La zéolite est un minéral naturel d’origine volcanique dont la structure poreuse et la grande capacité d’échange ionique en ont fait l’un des amendements minéraux les plus étudiés en agriculture durable, en agronomie de précision et en jardinage écologique. Nous vous expliquons comment appliquer la zéolite en poudre ultrafine aux plantes, au potager et en agriculture : pulvérisation foliaire, mélange avec le substrat, amélioration du sol et autres usages décrits dans la littérature scientifique.
Si vous souhaitez mieux connaître ce minéral, nous l’expliquons dans notre article sur ce qu’est la zéolite et à quoi elle sert.

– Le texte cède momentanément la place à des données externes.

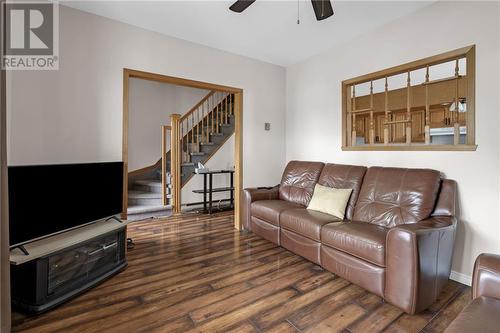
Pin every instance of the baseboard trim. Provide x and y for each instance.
(462, 278)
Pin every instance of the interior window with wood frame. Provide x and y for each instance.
(427, 104)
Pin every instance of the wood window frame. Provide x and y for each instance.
(468, 52)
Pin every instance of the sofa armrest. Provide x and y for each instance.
(418, 260)
(486, 278)
(254, 194)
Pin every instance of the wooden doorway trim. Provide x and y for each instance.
(238, 130)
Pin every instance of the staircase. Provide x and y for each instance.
(203, 130)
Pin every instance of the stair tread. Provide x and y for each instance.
(214, 190)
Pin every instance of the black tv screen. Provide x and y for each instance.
(47, 199)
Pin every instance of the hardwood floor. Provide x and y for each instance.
(197, 274)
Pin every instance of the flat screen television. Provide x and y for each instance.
(48, 199)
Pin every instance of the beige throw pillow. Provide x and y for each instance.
(330, 200)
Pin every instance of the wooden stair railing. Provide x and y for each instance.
(166, 145)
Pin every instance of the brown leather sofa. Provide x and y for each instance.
(482, 313)
(397, 237)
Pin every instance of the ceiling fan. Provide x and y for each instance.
(322, 8)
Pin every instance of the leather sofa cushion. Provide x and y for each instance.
(394, 196)
(297, 183)
(344, 176)
(360, 239)
(305, 222)
(480, 315)
(270, 210)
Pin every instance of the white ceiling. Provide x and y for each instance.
(267, 30)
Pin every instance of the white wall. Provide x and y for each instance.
(313, 118)
(150, 106)
(75, 114)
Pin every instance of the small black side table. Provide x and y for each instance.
(209, 190)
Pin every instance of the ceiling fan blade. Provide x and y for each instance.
(322, 8)
(241, 5)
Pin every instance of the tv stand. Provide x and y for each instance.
(60, 267)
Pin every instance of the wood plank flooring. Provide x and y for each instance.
(195, 273)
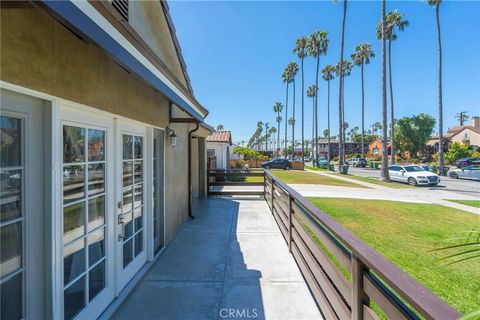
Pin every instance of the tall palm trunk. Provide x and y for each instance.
(278, 135)
(303, 116)
(286, 121)
(328, 121)
(440, 102)
(340, 91)
(392, 113)
(384, 173)
(316, 108)
(293, 125)
(363, 115)
(314, 150)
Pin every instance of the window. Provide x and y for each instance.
(12, 218)
(83, 216)
(122, 7)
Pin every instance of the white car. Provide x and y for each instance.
(468, 172)
(413, 175)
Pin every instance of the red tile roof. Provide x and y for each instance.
(220, 136)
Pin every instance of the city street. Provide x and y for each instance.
(463, 186)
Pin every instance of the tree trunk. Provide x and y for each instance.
(316, 109)
(328, 122)
(384, 174)
(303, 124)
(314, 151)
(440, 100)
(392, 113)
(293, 125)
(286, 122)
(340, 100)
(363, 115)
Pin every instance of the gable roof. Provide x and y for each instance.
(220, 136)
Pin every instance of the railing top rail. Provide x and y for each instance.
(422, 299)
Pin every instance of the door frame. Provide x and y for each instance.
(54, 197)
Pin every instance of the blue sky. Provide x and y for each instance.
(236, 51)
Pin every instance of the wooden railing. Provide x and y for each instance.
(218, 179)
(344, 274)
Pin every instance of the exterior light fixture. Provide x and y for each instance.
(172, 137)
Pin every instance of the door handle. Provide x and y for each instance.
(121, 235)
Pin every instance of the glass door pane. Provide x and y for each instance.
(158, 189)
(12, 217)
(132, 213)
(84, 192)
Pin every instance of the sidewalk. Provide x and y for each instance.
(231, 261)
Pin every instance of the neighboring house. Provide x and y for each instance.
(219, 144)
(469, 134)
(102, 141)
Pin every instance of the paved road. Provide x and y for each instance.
(467, 187)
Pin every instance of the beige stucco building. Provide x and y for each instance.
(103, 149)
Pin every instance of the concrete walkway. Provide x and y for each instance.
(417, 195)
(230, 262)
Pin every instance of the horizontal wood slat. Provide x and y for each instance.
(324, 239)
(335, 299)
(317, 292)
(330, 268)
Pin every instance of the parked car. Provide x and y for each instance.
(460, 163)
(468, 172)
(357, 162)
(413, 175)
(278, 163)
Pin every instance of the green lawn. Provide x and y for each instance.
(396, 185)
(405, 233)
(473, 203)
(304, 177)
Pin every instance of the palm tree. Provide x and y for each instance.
(328, 74)
(347, 70)
(301, 51)
(277, 108)
(311, 93)
(293, 66)
(340, 89)
(292, 122)
(394, 21)
(384, 174)
(317, 46)
(286, 77)
(361, 57)
(436, 4)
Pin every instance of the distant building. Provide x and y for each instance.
(219, 144)
(469, 134)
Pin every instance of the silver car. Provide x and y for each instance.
(468, 172)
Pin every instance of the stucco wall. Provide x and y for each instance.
(156, 35)
(176, 182)
(39, 53)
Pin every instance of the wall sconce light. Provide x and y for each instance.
(172, 137)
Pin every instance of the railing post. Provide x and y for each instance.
(208, 183)
(273, 190)
(289, 223)
(359, 297)
(265, 184)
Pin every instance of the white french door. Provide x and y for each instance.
(87, 211)
(131, 200)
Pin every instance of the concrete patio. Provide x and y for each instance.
(230, 262)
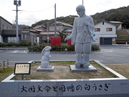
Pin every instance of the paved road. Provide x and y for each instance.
(114, 54)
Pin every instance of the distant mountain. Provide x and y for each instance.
(121, 14)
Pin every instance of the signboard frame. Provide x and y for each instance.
(22, 65)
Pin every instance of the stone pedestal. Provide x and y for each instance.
(45, 69)
(90, 68)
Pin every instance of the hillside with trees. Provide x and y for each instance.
(120, 14)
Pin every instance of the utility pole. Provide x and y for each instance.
(17, 3)
(55, 19)
(82, 2)
(48, 32)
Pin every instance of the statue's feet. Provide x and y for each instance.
(49, 66)
(77, 65)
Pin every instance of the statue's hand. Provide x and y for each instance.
(86, 23)
(67, 38)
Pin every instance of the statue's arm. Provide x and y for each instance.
(90, 25)
(73, 34)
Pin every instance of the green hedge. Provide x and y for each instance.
(21, 43)
(62, 47)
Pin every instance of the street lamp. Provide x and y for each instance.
(17, 3)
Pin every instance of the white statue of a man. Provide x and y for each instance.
(81, 37)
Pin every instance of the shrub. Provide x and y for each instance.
(24, 43)
(3, 44)
(11, 44)
(95, 47)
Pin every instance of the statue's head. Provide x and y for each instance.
(80, 10)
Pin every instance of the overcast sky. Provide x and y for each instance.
(33, 11)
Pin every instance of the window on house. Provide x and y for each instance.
(11, 39)
(108, 29)
(97, 29)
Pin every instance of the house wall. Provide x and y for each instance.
(103, 33)
(58, 28)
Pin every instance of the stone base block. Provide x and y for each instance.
(91, 68)
(45, 69)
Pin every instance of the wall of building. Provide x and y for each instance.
(103, 33)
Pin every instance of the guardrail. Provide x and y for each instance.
(4, 64)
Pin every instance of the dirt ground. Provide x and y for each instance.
(62, 71)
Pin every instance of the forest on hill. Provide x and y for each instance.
(120, 14)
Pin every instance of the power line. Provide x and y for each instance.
(38, 10)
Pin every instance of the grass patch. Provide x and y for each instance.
(62, 71)
(123, 69)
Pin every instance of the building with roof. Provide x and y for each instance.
(44, 33)
(105, 32)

Comment agit la zéolite ultrafine sur les plantes et les sols
En agriculture, la zéolite agit comme une éponge ionique : elle capte des cations comme l’ammonium, le potassium, le calcium et le magnésium, puis les libère progressivement à mesure que les racines en ont besoin. Cette propriété, appelée échange cationique, est décrite dans la littérature agricole depuis les années 1970 et constitue la base de son utilisation comme amendement minéral naturel.
Mumpton, dans une revue publiée en 1999 dans Proceedings of the National Academy of Sciences — PNAS —, recensait déjà les applications agricoles documentées des zéolites naturelles : amélioration de la rétention de l’azote dans les sols sableux, réduction du lessivage des fertilisants, augmentation de la capacité de rétention hydrique et amélioration du rendement des cultures maraîchères. Cette revue allait jusqu’à la qualifier de « roche magique » en raison de la polyvalence de ses applications agronomiques.
Quels ions la zéolite échange-t-elle et pourquoi est-ce important pour la plante ?
La capacité d’échange cationique — CEC — de la clinoptilolite naturelle se situe entre 150 et 220 cmol/kg, selon sa composition et son origine. En pratique, cela signifie que la zéolite :
- capte l’ammonium — NH₄⁺ — en évitant sa perte par lessivage ou volatilisation après fertilisation ;
- stocke le potassium — K⁺ — et les micronutriments, puis les libère de manière contrôlée selon les besoins des racines ;
- retient l’eau dans sa structure microporeuse, pouvant absorber jusqu’à 50 à 60 % de son poids en eau selon le type de zéolite et l’humidité ambiante ;
- réduit le lessivage de l’azote dans les sols sableux ou très lessivés par l’irrigation ou la pluie.
L’avantage de la granulométrie ultrafine
La poudre ultrafine — inférieure à 5 µm — possède une surface exposée par gramme bien supérieure à celle du granulé conventionnel. Une surface exposée plus importante signifie davantage de sites d’échange ionique actifs par unité de masse : avec moins de produit, on couvre une plus grande zone biologiquement active.
C’est la raison pour laquelle ce format convient particulièrement bien aux applications foliaires — par pulvérisation — et aux mélanges avec des substrats fins, où la dispersion est importante.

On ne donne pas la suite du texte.